While your buyers may or may not want your backup repair supplies, there are a handful of items that they need to take ownership of the house. But in the midst of a hectic move, sellers often forget to leave these items behind.

So, as you’re packing up your house, create a gathering spot of all of these must-have items to turn over to your buyers at closing time, including:

  • All copies of all house keys (including sheds, gates, back doors, etc.)
  • Repair and maintenance records
  • Garage door openers
  • Appliance manuals and warranties
  • Alarm codes and contact numbers
  • Home warranty information
  • HOA documents

What’s the harm, really?

What you leave behind or choose to take with you when selling your home has implications beyond your temporary relationship with this buyer. A bad final walkthrough or rocky closing hurts your real estate agent, too. In real estate, an agent’s reputation is everything, and the last thing you want to do is hurt the standing of the one who went to bat for you.

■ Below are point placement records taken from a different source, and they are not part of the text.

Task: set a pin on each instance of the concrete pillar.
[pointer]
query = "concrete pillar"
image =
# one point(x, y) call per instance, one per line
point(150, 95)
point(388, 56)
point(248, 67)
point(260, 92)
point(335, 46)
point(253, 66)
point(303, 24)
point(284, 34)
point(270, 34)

“I once went to an uncomfortable closing where the buyers were very quiet. I called their agent and learned that my seller left a mess in the house. She just took what she wanted and left everything else,” recalls Chipman.

“I feel very responsible for my sellers’ behavior, so I definitely try to make it right for the buyer at my expense. I don’t like to do it, but it’s the right thing to do. So in this situation, I ended up paying a house cleaner to remove everything and clean it up.”

When in doubt, be courteous, communicate clearly, and put yourself in the buyer’s shoes before you act rashly.